I have tried to find its answer on multiple places but unable to do so, I know Batch classes use Flex queues and Batch queues. Just wondering what does queueable interface or class use? Does it also use flex queues and batch queues or it uses some other queue?

3 Answers 3


The Flex Queue is its own unique queue, separate from the asynchronous queue. Basically, until a Batchable process starts, it is in the Flex Queue, and can have its priority changed. Once the system has resources, it starts building up jobs to perform in the asynchronous queue. This includes start, execute, and finish methods of Schedulable, Queueable, and Batchable, as well as future methods. I can't find an official Salesforce page with this image, but several blog posts show this depiction of asynchronous processing:

Asynchronous Processing in Salesforce

If anyone can source the appropriate Salesforce page this came from, please feel free to edit this answer.

As you can see, Bulk API, Batch, future (etc) all are in a per-org queue, and they are interleaved. There's a special rule that says that if there are more than 12 asynchronous calls from a single org, another org will get a chance to execute[citation needed]. It appears this may have changed, as the current documentation for @future says:

Avoid adding large numbers of future methods to the asynchronous queue, if possible. If more than 2,000 unprocessed requests from a single organization are in the queue, any additional requests from the same organization will be delayed while the queue handles requests from other organizations.

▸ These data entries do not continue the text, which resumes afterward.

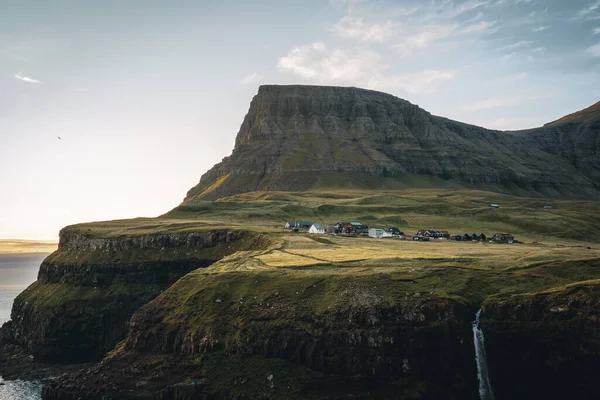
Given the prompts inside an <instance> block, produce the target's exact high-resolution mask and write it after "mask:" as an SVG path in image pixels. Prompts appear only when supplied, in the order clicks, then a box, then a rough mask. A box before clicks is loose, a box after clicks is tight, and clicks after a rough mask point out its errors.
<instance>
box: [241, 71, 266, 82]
mask: <svg viewBox="0 0 600 400" xmlns="http://www.w3.org/2000/svg"><path fill="white" fill-rule="evenodd" d="M262 80H263V76H262V75H259V74H257V73H253V74H249V75H246V76H245V77H244V78H243V79H242V83H243V84H244V85H253V84H256V83H259V82H260V81H262Z"/></svg>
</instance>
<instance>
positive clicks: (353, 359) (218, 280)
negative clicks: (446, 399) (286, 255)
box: [44, 270, 477, 400]
mask: <svg viewBox="0 0 600 400" xmlns="http://www.w3.org/2000/svg"><path fill="white" fill-rule="evenodd" d="M373 282H376V283H379V285H373ZM410 285H411V284H410V282H408V283H402V282H397V283H396V284H393V282H388V283H387V284H386V283H385V281H382V280H380V279H378V278H377V277H372V276H369V277H365V278H364V279H357V278H356V277H351V276H348V277H338V276H328V277H315V276H311V275H310V274H305V273H300V272H299V273H292V272H286V273H285V276H282V273H279V272H277V271H271V272H266V273H265V272H263V273H258V272H256V273H249V272H246V273H238V272H221V273H214V272H212V273H211V272H209V270H207V271H206V272H203V271H202V270H198V271H195V272H192V273H190V274H188V275H186V276H185V277H184V278H182V279H181V280H180V281H178V282H177V283H176V284H175V285H173V286H172V287H171V288H170V289H169V290H167V291H165V292H164V293H163V294H162V295H161V296H159V297H158V298H157V299H155V300H154V301H152V302H151V303H149V304H148V305H146V306H144V307H142V308H141V309H140V310H139V311H138V312H136V313H135V315H134V317H133V318H132V322H131V329H130V333H129V335H128V338H127V340H126V341H125V342H124V343H122V344H121V345H120V347H119V349H118V350H116V351H115V352H114V353H112V354H111V355H110V356H109V358H107V359H106V360H104V362H103V363H101V364H99V365H97V366H95V367H94V368H92V369H90V370H85V371H82V372H80V373H79V374H75V375H71V376H66V377H63V378H62V379H60V380H58V381H55V382H53V383H52V384H51V385H49V386H48V387H46V389H45V392H44V398H45V399H60V400H64V399H77V398H79V397H80V396H85V398H87V399H101V398H123V399H128V398H147V399H162V398H176V399H194V398H206V399H306V398H311V399H337V398H356V399H359V398H369V399H373V398H379V399H383V398H389V399H396V398H403V399H417V398H429V399H476V398H477V381H476V379H477V378H476V376H477V374H476V370H475V363H474V357H473V355H474V353H473V341H472V333H471V326H470V324H469V321H471V320H472V319H473V316H474V312H475V311H474V309H473V308H472V307H470V306H468V305H466V304H464V303H462V302H460V301H456V300H451V299H445V298H439V297H435V296H429V295H427V296H425V295H423V296H418V297H417V296H412V295H411V296H410V297H407V296H406V295H405V293H404V290H399V289H400V288H407V289H406V290H410V289H408V288H409V287H410ZM103 396H104V397H103Z"/></svg>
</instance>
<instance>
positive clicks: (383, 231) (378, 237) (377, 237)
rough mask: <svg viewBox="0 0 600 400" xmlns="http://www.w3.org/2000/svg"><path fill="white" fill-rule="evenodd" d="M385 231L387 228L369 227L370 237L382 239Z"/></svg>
mask: <svg viewBox="0 0 600 400" xmlns="http://www.w3.org/2000/svg"><path fill="white" fill-rule="evenodd" d="M384 233H385V230H383V229H381V228H369V237H374V238H377V239H381V238H382V237H383V234H384Z"/></svg>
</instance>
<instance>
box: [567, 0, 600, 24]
mask: <svg viewBox="0 0 600 400" xmlns="http://www.w3.org/2000/svg"><path fill="white" fill-rule="evenodd" d="M599 9H600V0H596V2H594V3H591V4H589V5H588V6H587V7H584V8H582V9H580V10H579V11H577V14H575V17H574V18H573V19H574V20H582V19H583V20H588V19H595V18H596V17H590V14H592V13H593V12H594V11H596V10H599Z"/></svg>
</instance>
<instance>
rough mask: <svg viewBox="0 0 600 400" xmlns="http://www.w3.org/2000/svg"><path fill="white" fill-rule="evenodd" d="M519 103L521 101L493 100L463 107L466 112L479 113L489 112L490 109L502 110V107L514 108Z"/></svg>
mask: <svg viewBox="0 0 600 400" xmlns="http://www.w3.org/2000/svg"><path fill="white" fill-rule="evenodd" d="M518 103H519V99H517V98H510V99H498V98H491V99H486V100H483V101H478V102H477V103H473V104H469V105H466V106H464V107H463V110H464V111H479V110H487V109H490V108H500V107H508V106H514V105H515V104H518Z"/></svg>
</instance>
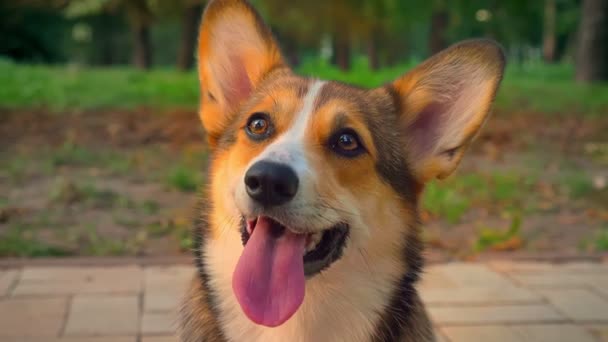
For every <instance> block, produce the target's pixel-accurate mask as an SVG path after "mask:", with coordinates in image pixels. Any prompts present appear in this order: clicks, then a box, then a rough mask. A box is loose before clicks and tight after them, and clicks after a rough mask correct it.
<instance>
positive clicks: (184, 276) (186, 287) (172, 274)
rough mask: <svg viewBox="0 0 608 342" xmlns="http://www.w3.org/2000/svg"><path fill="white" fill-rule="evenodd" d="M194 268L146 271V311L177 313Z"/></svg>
mask: <svg viewBox="0 0 608 342" xmlns="http://www.w3.org/2000/svg"><path fill="white" fill-rule="evenodd" d="M194 274H195V271H194V268H193V267H187V266H173V267H148V268H146V269H145V270H144V291H145V292H144V293H145V296H144V311H146V312H156V311H175V310H177V309H178V307H179V304H180V302H181V300H182V298H183V296H184V294H185V293H186V289H187V286H188V284H189V283H190V281H191V280H192V277H193V276H194Z"/></svg>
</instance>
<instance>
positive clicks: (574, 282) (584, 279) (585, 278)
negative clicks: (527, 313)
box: [511, 270, 608, 288]
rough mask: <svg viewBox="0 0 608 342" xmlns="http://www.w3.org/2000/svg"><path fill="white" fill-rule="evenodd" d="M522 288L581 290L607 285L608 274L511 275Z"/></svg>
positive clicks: (583, 273) (594, 273)
mask: <svg viewBox="0 0 608 342" xmlns="http://www.w3.org/2000/svg"><path fill="white" fill-rule="evenodd" d="M511 277H512V278H513V279H514V280H515V281H516V282H517V283H519V284H521V285H522V286H528V287H530V288H582V287H587V286H593V285H594V284H604V283H605V284H608V274H602V273H595V272H585V273H576V272H572V271H566V270H560V271H557V272H549V273H537V274H517V273H516V274H511Z"/></svg>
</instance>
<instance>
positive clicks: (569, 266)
mask: <svg viewBox="0 0 608 342" xmlns="http://www.w3.org/2000/svg"><path fill="white" fill-rule="evenodd" d="M488 266H489V267H490V268H491V269H493V270H495V271H497V272H503V273H536V274H538V273H555V272H564V271H566V272H569V273H572V272H573V273H595V274H602V273H608V263H599V262H590V261H585V262H568V263H563V264H552V263H547V262H513V261H503V260H499V261H490V262H488Z"/></svg>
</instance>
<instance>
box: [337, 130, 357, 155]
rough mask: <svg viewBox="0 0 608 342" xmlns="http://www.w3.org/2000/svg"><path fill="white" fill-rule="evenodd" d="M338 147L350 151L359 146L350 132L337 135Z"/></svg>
mask: <svg viewBox="0 0 608 342" xmlns="http://www.w3.org/2000/svg"><path fill="white" fill-rule="evenodd" d="M338 147H339V148H340V149H342V150H345V151H352V150H356V149H357V148H359V142H358V141H357V138H355V137H354V136H353V135H352V134H342V135H341V136H340V137H338Z"/></svg>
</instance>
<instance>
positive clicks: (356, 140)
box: [330, 129, 365, 157]
mask: <svg viewBox="0 0 608 342" xmlns="http://www.w3.org/2000/svg"><path fill="white" fill-rule="evenodd" d="M330 147H331V149H332V150H333V151H334V152H336V153H337V154H339V155H341V156H344V157H356V156H358V155H359V154H361V153H363V152H365V149H364V148H363V145H362V144H361V141H360V140H359V136H358V135H357V133H355V132H354V131H352V130H351V129H347V130H344V131H341V132H339V133H337V134H334V135H333V137H332V138H331V139H330Z"/></svg>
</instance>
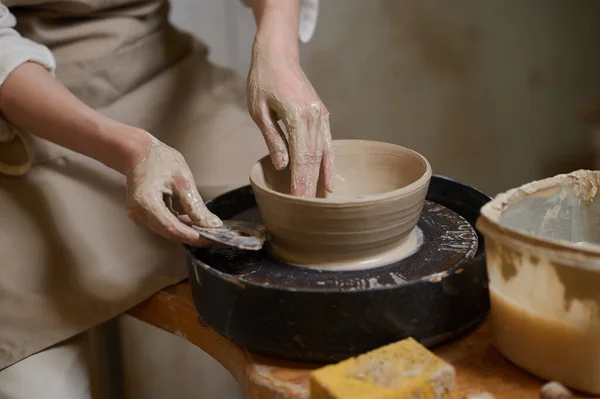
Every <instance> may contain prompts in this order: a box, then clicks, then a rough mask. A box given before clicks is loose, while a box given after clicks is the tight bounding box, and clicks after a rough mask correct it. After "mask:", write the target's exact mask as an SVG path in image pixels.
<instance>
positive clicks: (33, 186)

There's no such thing as different queues for different types of asynchronous processes. Salesforce considers each of these asynchronous calls equally, with some minor caveats (namely, one one Batchable start method may execute at a time per org). There is the Flex queue, and the asynchronous queue, which are two distinct queues in the system.

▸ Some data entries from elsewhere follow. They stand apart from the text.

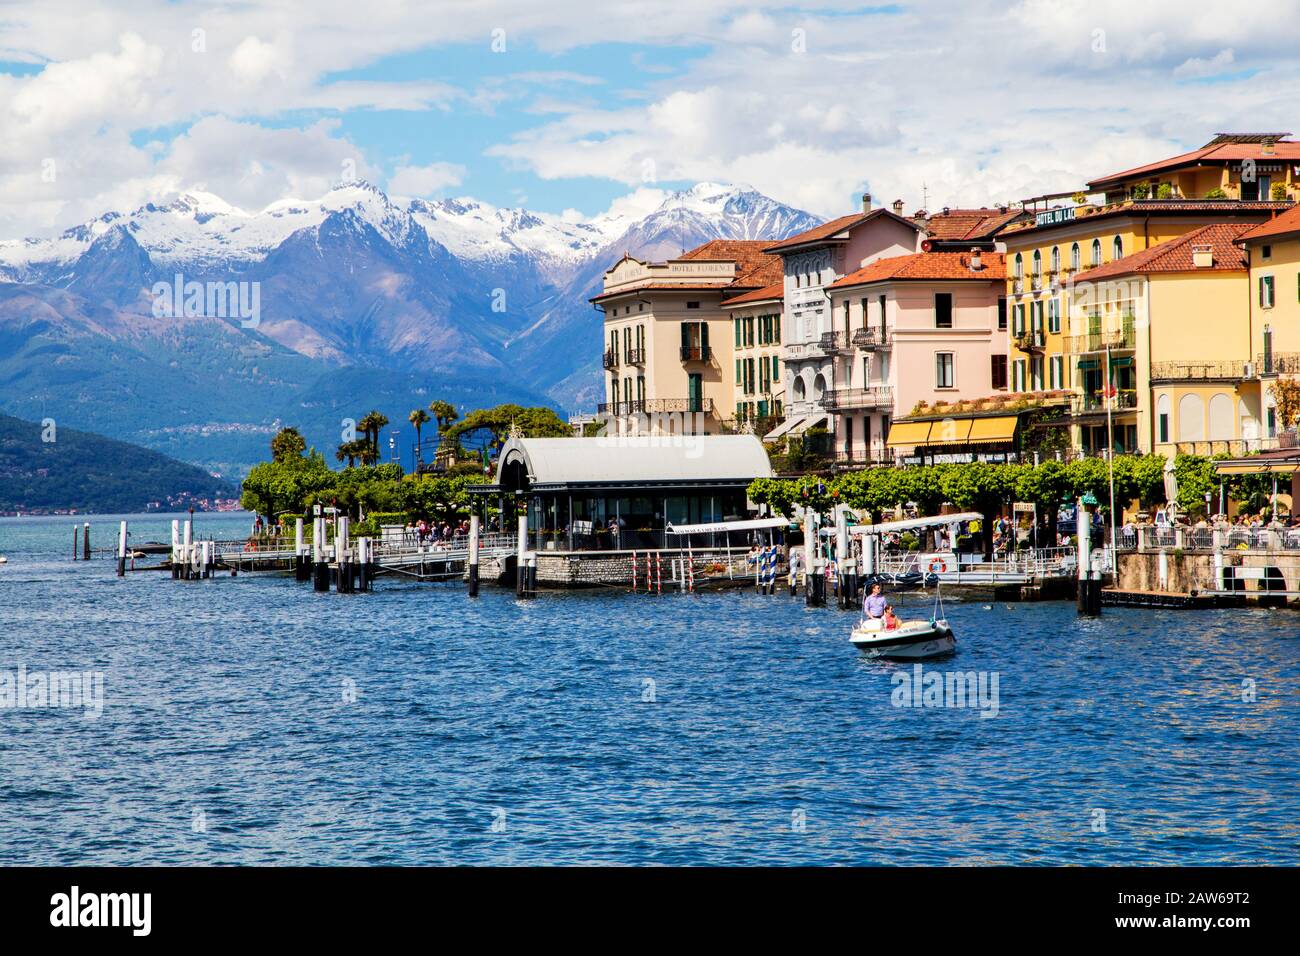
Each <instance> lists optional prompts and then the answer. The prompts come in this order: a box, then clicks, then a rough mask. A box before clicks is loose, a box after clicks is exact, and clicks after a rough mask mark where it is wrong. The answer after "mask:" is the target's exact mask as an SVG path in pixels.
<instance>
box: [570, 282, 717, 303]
mask: <svg viewBox="0 0 1300 956" xmlns="http://www.w3.org/2000/svg"><path fill="white" fill-rule="evenodd" d="M729 287H732V284H731V282H720V281H719V282H692V284H690V285H686V284H684V282H662V281H655V280H645V281H643V282H632V284H629V285H623V286H619V287H617V289H612V290H610V291H607V293H601V294H599V295H593V297H591V298H590V299H588V302H601V300H602V299H612V298H614V297H615V295H627V294H628V293H643V291H647V290H653V291H666V293H715V291H719V290H722V289H729Z"/></svg>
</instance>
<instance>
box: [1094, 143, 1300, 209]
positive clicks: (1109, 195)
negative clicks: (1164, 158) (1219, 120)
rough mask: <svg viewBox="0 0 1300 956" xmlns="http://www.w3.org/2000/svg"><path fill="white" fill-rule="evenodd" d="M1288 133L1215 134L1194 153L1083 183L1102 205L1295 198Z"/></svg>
mask: <svg viewBox="0 0 1300 956" xmlns="http://www.w3.org/2000/svg"><path fill="white" fill-rule="evenodd" d="M1290 135H1291V134H1290V133H1219V134H1218V135H1217V137H1214V139H1212V140H1210V142H1208V143H1206V144H1205V146H1203V147H1201V148H1200V150H1192V151H1191V152H1184V153H1182V155H1179V156H1171V157H1169V159H1165V160H1160V161H1158V163H1149V164H1147V165H1143V166H1136V168H1135V169H1126V170H1123V172H1119V173H1113V174H1110V176H1104V177H1101V178H1099V179H1093V181H1092V182H1089V183H1088V191H1089V193H1102V194H1105V196H1106V202H1108V203H1117V202H1123V200H1127V199H1139V200H1140V199H1213V198H1221V199H1242V200H1257V199H1288V200H1292V202H1294V200H1296V199H1300V176H1297V169H1300V143H1297V142H1292V140H1290V139H1287V137H1290Z"/></svg>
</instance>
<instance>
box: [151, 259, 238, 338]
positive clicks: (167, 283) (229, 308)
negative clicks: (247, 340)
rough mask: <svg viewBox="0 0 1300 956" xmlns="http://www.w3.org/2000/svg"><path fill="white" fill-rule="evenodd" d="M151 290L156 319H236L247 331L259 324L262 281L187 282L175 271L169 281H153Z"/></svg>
mask: <svg viewBox="0 0 1300 956" xmlns="http://www.w3.org/2000/svg"><path fill="white" fill-rule="evenodd" d="M151 291H152V293H153V317H155V319H178V317H181V316H185V317H187V319H195V317H199V316H205V317H209V319H238V320H239V325H240V326H242V328H246V329H256V328H257V326H259V325H260V324H261V282H256V281H253V282H235V281H230V282H214V281H209V282H199V281H195V280H190V281H188V282H186V281H185V276H183V274H182V273H179V272H178V273H175V276H174V277H173V280H172V281H170V282H155V284H153V287H152V290H151Z"/></svg>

Generally speaking, asynchronous calls are processed in the order they are received, but if an org has too many items in the asynchronous queue, the queue may be reordered. Also, chaining requests (e.g. Queueable calling Queueable) will impose a minimum delay between executions to give other orgs a chance to execute.

  • Thank you so much for the help. So if I got that right the concept of flex queue comes only in case of batch class for the pending/on hold jobs and once the jobs are ready to be processed, they go in asynchronous queue. On the other hand, Queueable and future Method job always go to Asynchronous queue, there is no intermediate queue for them, where the pending jobs are stored?
    – Student
    Commented Aug 21, 2019 at 18:34
  • Batch jobs and Queueable are part of the flex queue, future jobs are not. See the example given on the "FlexQueue Class" page. Commented Jun 1, 2021 at 13:52
  • 1
    @FelixvanHove That's incorrect (a documentation bug). Queueables are not part of the flex queue. If that were true, you would be limited to 100 Queueable + Batchable.
    – sfdcfox
    Commented Jun 1, 2021 at 14:42
  • @sfdcfox, you were right and Salesforce's documentation has been corrected. Commented Aug 9, 2021 at 9:21
  • @sfdcfox, just for clarification of a helpful post - "The Flex Queue is its own unique queue, separate from the asynchronous queue" and "There's no such thing as different queues for different types of processes" seem confusing - any chance that could be parsed out a bit for ease of understanding?
    – number41
    Commented Jan 10, 2022 at 8:14

I just got confirmation from Salesforce support on this. When Batchables are added they have a state of Holding at first. Queueables do not and therefore can't count against the limit of 100 in Holding. (They start in Queued.)

If you manage your Batchables instance-wide you won't get that exception no matter how many Queueables you add. Oddly there isn't a governor limit on queueable count at all. There is a limit of 2000 unexecuted futures but that doesn't apply to queueables.

See also this thread.


As per my experience the flex queue is the place where all the queued job stay. It keeps there till the time of any free resource found . Also the job queue can hold 100 after that count all the jobs send for the flex queue.

  • ok that's the contradictory information, I am a bit confused now. Do you have any article that you could share?